Although values had fallen from their peak, prices remained high, with encouraging tentative interest from the feed sector at home and abroad. “Premiums available of up to £60/t over feed wheat continue to be mentioned.”
Export markets were now showing keen demand for human consumption beans, and trade prospects looked good for the remainder of the calendar year, said the report.
“With good yields anticipated, colour, size and freedom from insect damage will be the key to securing human consumption status, with buyers giving a £25-30/t premium.”
Combining pea yields were extremely variable, with some spectacular performances and others badly affected by the hot July.
“Most peas will perform better than the five-year trend, a situation that most would have bitten off hands for when drilling,” said the report.
“Quality and yield from earlier crops has been better – later crops wilted more and bleached to a greater extent.”

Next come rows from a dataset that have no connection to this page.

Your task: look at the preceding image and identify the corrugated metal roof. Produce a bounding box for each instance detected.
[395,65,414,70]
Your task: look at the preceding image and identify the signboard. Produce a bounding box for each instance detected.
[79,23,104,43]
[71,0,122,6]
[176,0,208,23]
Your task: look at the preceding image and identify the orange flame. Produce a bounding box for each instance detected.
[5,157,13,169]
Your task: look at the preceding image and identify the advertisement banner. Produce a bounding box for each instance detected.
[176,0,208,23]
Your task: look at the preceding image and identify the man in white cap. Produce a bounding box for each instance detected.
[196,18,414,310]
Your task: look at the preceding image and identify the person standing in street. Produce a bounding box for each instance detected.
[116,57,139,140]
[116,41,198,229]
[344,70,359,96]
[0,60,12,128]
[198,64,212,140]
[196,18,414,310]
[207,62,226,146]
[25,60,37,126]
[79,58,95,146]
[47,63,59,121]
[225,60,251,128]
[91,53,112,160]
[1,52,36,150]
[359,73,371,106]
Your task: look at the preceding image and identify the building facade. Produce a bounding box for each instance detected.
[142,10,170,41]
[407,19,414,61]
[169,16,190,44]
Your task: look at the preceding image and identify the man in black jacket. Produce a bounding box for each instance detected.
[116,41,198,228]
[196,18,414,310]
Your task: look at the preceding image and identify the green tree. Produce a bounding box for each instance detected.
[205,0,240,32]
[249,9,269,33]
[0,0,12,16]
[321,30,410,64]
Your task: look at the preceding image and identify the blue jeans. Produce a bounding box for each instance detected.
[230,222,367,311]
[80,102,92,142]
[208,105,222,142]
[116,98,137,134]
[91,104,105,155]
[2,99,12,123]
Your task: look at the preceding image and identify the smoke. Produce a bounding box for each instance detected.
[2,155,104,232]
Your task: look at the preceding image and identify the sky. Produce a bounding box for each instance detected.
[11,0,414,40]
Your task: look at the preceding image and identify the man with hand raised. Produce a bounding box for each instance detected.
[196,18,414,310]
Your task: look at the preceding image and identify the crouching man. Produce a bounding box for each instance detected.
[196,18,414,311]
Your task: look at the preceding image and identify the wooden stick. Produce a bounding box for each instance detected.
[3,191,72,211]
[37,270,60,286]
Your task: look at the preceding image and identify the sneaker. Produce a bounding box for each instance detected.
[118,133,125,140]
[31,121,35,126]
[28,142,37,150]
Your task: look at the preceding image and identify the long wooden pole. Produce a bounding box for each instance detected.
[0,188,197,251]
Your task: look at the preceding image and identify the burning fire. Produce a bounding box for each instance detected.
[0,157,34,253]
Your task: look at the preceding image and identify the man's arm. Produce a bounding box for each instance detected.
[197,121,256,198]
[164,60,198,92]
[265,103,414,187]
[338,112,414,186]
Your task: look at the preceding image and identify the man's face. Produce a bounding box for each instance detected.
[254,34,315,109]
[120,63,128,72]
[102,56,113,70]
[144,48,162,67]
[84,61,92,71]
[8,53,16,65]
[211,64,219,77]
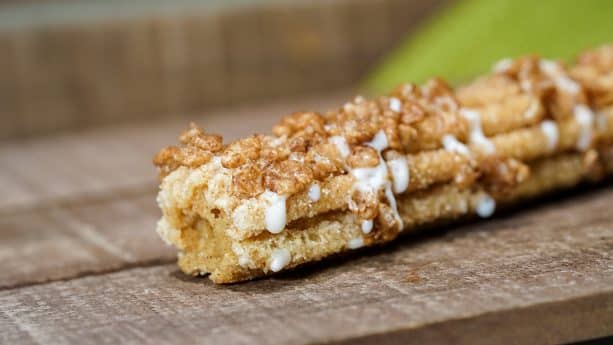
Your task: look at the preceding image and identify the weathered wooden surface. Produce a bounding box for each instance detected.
[1,94,613,344]
[0,192,175,289]
[0,187,612,344]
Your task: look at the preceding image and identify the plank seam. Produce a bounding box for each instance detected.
[0,259,173,292]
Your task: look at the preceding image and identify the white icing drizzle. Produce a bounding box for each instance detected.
[387,157,409,194]
[361,220,373,234]
[232,243,253,268]
[384,183,401,226]
[238,255,251,268]
[269,248,291,272]
[460,108,496,155]
[574,104,594,151]
[351,162,388,194]
[329,135,350,158]
[351,132,389,194]
[368,130,389,152]
[539,59,580,94]
[308,183,321,202]
[389,97,402,112]
[349,130,403,229]
[348,237,364,249]
[476,193,496,218]
[557,77,581,94]
[442,134,471,156]
[493,58,513,73]
[262,191,287,234]
[540,120,559,151]
[523,101,540,119]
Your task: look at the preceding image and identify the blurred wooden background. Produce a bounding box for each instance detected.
[0,0,447,140]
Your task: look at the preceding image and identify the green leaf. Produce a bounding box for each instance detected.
[364,0,613,92]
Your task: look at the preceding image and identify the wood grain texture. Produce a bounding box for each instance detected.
[1,186,612,344]
[0,192,175,289]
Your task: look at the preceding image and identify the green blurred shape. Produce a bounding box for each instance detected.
[365,0,613,92]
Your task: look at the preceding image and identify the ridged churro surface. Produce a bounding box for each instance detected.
[154,45,613,283]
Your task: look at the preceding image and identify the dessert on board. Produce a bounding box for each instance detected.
[154,45,613,283]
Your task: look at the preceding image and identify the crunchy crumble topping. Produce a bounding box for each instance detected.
[155,78,476,199]
[492,56,588,118]
[577,45,613,71]
[572,45,613,107]
[154,45,613,237]
[153,123,221,178]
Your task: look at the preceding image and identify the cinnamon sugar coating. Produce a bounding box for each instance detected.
[154,45,613,283]
[154,45,613,234]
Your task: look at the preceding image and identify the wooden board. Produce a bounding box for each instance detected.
[0,192,175,289]
[1,95,612,344]
[1,187,612,344]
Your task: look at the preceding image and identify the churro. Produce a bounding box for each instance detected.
[154,45,613,283]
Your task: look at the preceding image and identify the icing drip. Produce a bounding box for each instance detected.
[460,108,496,155]
[361,220,373,234]
[389,97,402,112]
[329,136,351,158]
[476,193,496,218]
[387,157,409,194]
[308,183,321,202]
[539,59,580,94]
[384,183,402,227]
[540,120,559,151]
[442,134,471,156]
[574,104,594,151]
[350,130,404,232]
[348,237,364,249]
[269,248,291,272]
[368,130,389,152]
[262,191,287,234]
[232,243,253,268]
[238,255,251,267]
[350,131,390,194]
[351,163,388,194]
[493,58,513,73]
[556,77,581,94]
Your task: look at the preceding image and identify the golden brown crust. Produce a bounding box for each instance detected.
[154,44,613,283]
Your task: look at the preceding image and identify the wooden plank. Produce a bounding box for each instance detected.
[0,192,175,289]
[1,187,612,344]
[0,91,350,213]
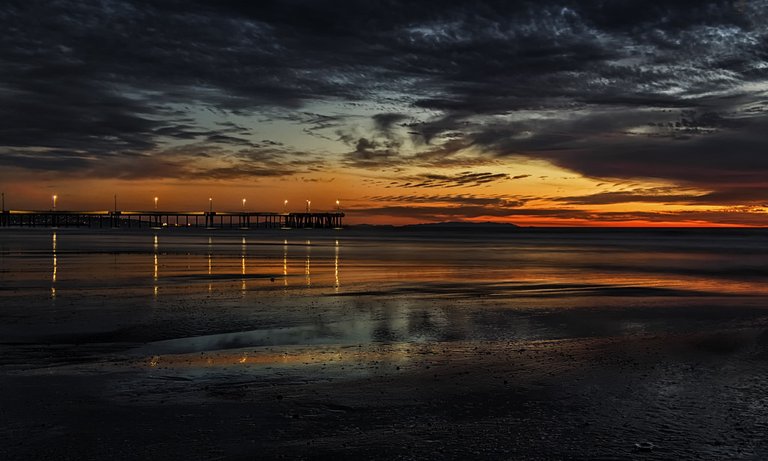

Export demand remained good, with marrowfats maintaining a premium over large blues, it added.
“Yellow pea trade is still limited. Bypassed peas from the vining crops have entered the market and are also finding a home. As more pea samples are seen the full picture will emerge by the end of September.”
French bean crops were of lower quality this year, with small seed size, said the report. “The first new crop bulk vessel exports to Egypt will arrive in September, but buyers are looking to the UK crop eagerly as a result.”